Il Giornale, 10 giugno 2019

 

Si tratta di un libro che potrebbe diventare presto neologismo d'epoca, l'autobiografia di questo esperimento di governo. È infatti il primo tentativo scientifico, compiuto da un giurista, di dare un nome al programma giudiziario del M5s e della Lega. Ennio Amodio quel nome lo ha trovato ed è "populismo penale».

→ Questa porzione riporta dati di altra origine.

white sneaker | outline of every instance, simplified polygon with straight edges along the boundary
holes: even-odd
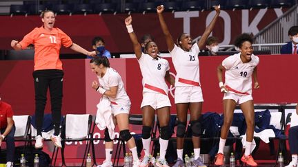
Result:
[[[107,162],[104,160],[101,165],[97,166],[97,167],[112,167],[112,162]]]
[[[135,160],[132,162],[132,167],[139,167],[141,165],[141,161],[139,159]]]
[[[290,162],[290,164],[288,166],[286,166],[286,167],[297,167],[297,164]]]
[[[35,148],[41,148],[43,146],[43,138],[41,135],[35,137]]]
[[[13,163],[12,162],[8,162],[7,163],[6,163],[6,167],[12,167],[13,166]]]
[[[61,148],[62,148],[62,145],[61,144],[61,137],[59,135],[51,135],[50,139],[52,140],[52,142],[54,142],[54,144],[55,145],[55,146]]]

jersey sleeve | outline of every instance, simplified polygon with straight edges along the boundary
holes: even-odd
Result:
[[[61,44],[65,47],[69,47],[72,45],[72,41],[64,32],[58,28],[58,32],[61,38]]]
[[[34,39],[36,38],[36,36],[38,34],[38,28],[36,27],[30,32],[27,34],[22,39],[21,42],[19,43],[21,45],[22,49],[26,49],[26,47],[30,45],[33,44]]]

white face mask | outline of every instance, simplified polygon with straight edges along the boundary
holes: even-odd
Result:
[[[298,43],[298,37],[292,37],[292,40],[295,43]]]
[[[219,50],[219,47],[218,45],[212,47],[210,50],[215,53],[217,53]]]

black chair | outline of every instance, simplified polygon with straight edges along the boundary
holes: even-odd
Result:
[[[25,15],[28,13],[28,6],[26,5],[10,5],[10,15]]]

L'autore è un professore emerito di procedura penale all'università di Milano e ha scritto sempre di materie giuridiche, dunque se ha avvertito il bisogno di occuparsi di attualità è solo perché ne ha afferrato la novità o forse la gravità. A pubblicarlo è la casa editrice Donzelli. Il titolo del libro è A furor di popolo. La giustizia vendicativa gialloverde e arriverà in libreria il 20 giugno.

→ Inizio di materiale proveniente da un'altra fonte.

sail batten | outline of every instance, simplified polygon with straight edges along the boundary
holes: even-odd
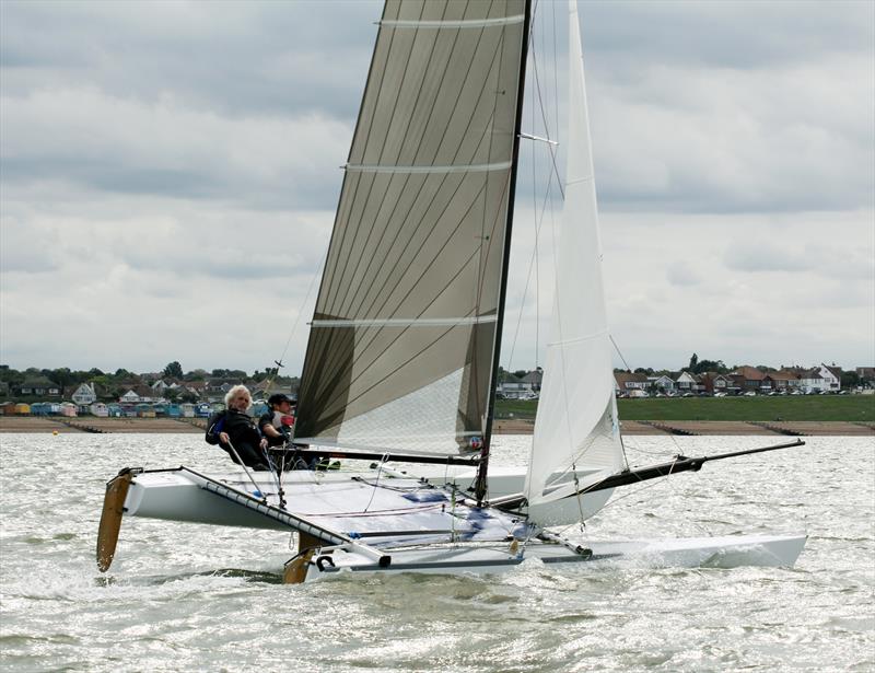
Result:
[[[380,25],[392,26],[395,28],[482,28],[482,27],[500,27],[504,25],[512,25],[514,23],[523,23],[525,14],[517,14],[516,16],[504,16],[501,19],[469,19],[460,21],[393,21],[384,20]]]
[[[299,437],[452,455],[482,436],[524,18],[524,0],[386,2],[311,324]]]
[[[398,166],[398,165],[364,165],[364,164],[347,164],[347,171],[359,173],[483,173],[488,171],[506,171],[511,167],[510,161],[502,161],[492,164],[468,164],[468,165],[448,165],[448,166]]]

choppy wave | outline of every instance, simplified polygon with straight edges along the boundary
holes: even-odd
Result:
[[[502,437],[521,464],[530,438]],[[630,438],[640,463],[763,438]],[[126,465],[209,471],[192,436],[0,438],[0,665],[15,671],[800,671],[875,668],[875,444],[807,446],[618,491],[599,538],[806,531],[795,568],[526,561],[500,577],[281,584],[288,534],[122,525],[94,565],[105,481]]]

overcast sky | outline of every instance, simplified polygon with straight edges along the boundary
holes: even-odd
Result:
[[[538,135],[565,118],[564,9],[537,9]],[[629,364],[875,363],[875,3],[580,11]],[[380,13],[0,2],[0,362],[252,371],[291,334],[298,373]],[[522,152],[511,369],[547,340],[549,214],[524,290],[545,152]]]

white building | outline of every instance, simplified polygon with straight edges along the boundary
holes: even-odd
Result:
[[[97,393],[90,383],[83,383],[72,394],[71,399],[80,406],[88,406],[97,402]]]

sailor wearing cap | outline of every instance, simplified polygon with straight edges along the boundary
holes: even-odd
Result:
[[[284,393],[268,397],[270,410],[258,419],[258,429],[267,438],[268,445],[282,446],[292,439],[295,399]]]

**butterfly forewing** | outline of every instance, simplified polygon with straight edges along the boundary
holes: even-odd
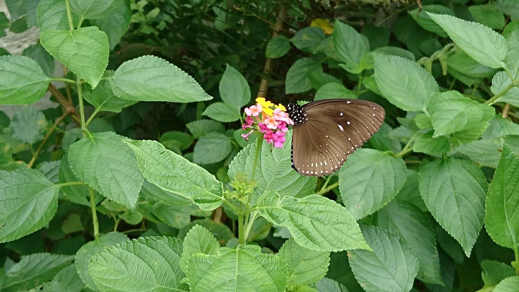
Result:
[[[302,175],[331,174],[380,128],[386,115],[376,103],[326,99],[303,106],[304,123],[294,126],[293,167]]]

Per Amodio lo scenario penale che si presenta oggi è un vero inedito italiano, "una regressione a modelli di penalità premoderni», perché "si concepisce la sanzione penale come uno strumento di collera e di ritorsione». La giustizia, insomma, come vendetta. L'idea che anima questo governo secondo il professore non è altro che quella del carcere come "medicina sociale» e della difesa legittima ma, attenzione, da intendere come gogna pubblica e furore.

È così che si sta rendendo possibile l'impossibile ovvero far sposare un partito che è a favore della difesa privata (la Lega) e che quindi diffida del potere di difesa da parte dello Stato, con un altro (il M5s) che è invece il più tenace sostenitore della repressione di Stato.

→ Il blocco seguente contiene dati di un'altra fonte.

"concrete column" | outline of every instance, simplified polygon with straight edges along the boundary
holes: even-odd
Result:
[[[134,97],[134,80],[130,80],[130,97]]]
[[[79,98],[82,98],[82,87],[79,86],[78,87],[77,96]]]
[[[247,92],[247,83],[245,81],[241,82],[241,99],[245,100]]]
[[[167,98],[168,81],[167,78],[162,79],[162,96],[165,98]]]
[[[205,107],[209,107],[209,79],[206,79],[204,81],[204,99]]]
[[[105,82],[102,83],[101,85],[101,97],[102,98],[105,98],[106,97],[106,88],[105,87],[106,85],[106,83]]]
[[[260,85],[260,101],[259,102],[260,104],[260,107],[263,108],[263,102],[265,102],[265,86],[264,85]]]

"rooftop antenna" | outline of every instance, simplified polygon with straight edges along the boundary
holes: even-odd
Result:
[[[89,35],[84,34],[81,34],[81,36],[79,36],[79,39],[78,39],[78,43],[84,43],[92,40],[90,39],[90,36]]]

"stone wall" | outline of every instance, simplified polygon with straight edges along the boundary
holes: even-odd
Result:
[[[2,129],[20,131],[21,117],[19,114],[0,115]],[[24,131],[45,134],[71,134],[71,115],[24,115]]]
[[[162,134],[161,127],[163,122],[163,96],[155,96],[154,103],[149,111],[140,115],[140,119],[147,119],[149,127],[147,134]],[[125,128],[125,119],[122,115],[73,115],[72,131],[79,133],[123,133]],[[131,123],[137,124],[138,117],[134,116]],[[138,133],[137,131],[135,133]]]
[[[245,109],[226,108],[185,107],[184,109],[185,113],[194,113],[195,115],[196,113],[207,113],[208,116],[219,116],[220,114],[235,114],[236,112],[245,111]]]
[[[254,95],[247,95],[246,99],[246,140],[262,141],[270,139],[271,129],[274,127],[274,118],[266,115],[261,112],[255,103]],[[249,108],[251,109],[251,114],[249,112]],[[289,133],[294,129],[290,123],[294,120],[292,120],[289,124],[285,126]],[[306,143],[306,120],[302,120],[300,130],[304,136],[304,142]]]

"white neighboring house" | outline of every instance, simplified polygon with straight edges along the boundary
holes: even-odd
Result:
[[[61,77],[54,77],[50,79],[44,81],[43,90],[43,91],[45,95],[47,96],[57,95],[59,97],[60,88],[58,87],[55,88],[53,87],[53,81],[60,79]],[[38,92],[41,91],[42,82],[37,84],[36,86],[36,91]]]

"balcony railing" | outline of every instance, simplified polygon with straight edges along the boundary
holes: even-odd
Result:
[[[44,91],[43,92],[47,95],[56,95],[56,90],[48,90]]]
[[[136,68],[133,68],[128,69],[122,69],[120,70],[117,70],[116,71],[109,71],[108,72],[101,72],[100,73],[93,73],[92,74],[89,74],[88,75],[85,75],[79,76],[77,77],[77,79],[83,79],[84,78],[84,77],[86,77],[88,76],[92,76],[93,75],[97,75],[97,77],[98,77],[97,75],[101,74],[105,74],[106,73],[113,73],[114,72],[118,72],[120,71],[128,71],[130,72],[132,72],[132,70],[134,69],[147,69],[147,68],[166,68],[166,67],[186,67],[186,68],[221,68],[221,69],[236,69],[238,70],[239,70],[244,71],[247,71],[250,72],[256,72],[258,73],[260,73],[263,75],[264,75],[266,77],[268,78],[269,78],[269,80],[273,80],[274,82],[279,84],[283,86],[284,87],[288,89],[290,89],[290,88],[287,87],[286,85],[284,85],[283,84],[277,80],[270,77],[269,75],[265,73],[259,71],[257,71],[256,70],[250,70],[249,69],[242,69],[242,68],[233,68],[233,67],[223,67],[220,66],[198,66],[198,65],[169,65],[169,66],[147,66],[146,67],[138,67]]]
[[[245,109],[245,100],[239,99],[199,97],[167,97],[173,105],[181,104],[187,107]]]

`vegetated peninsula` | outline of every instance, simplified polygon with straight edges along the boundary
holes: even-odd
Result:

Da qui, la legge rinominata "spazza-corrotti» che l'autore definisce il trionfo dell'estremismo punitivo, il falò di tutte le conquiste illuministe. È la stessa galera che subito dopo il crollo del ponte di Genova, il premier Giuseppe Conte, un professore di diritto (ma quale?), invocò per i vertici di Autostrade. Non chiese un processo regolare ma un plotone.

Come spiega Amodio, con le nuove norme emanate da questo governo, la galera è stata estesa anche per reati contro la pubblica amministrazione, reati dove è possibile applicare regimi alternativi. La ragione, e torna la vendetta, è quasi sadica: infliggere "un assaggio di carcere». Per comporre questa analisi, Amodio è andato a riprendersi il contratto di governo e soprattutto il paragrafo dove si discute di "certezza della pena» prima di giungere alla conclusione che per M5s e Lega l'unica certezza "è quella di colpevolezza».

Per il governo gialloverde anche reati come atti osceni in luogo pubblico e ingiuria andrebbero puniti con pene inflessibili: carcere! Una vera e propria passione per i penitenziari, anzi, una vera e propria "ossessione della penalità».

Tra le ossessioni c'è naturalmente la prescrizione fatta passare come una scappatoia per i delinquenti. Riformata e allungata, ma senza accorciare la durata dei processi, l'autore dimostra anche la scarsa conoscenza dei fenomeni giudiziari. La prescrizione, modificata dal governo, scatta infatti dopo la sentenza di primo grado ma è nella fase dibattimentale, che la precede, che molti reati si prescrivono. Come dire: inasprire sì, ma ciecamente.

In questo nuovo e speciale codice penale, per Amodio, c'è una "litania del dolore» e l'orizzonte promesso non è altro che "una carcerazione di massa». Nel libro manca invece una riflessione che sembra opportuno riportare. È quella sulla Giustizia del ministro Alfonso Bonafede. In un convegno, Bonafede spiegò quale fosse la sua idea di giustizia: "Il percorso della giustizia inizia con le indagini, prosegue nel processo e si conclude con la condanna. Fine». A volte, e speriamo che in questo paese possa accadere ancora, si può concludere anche con l'assoluzione.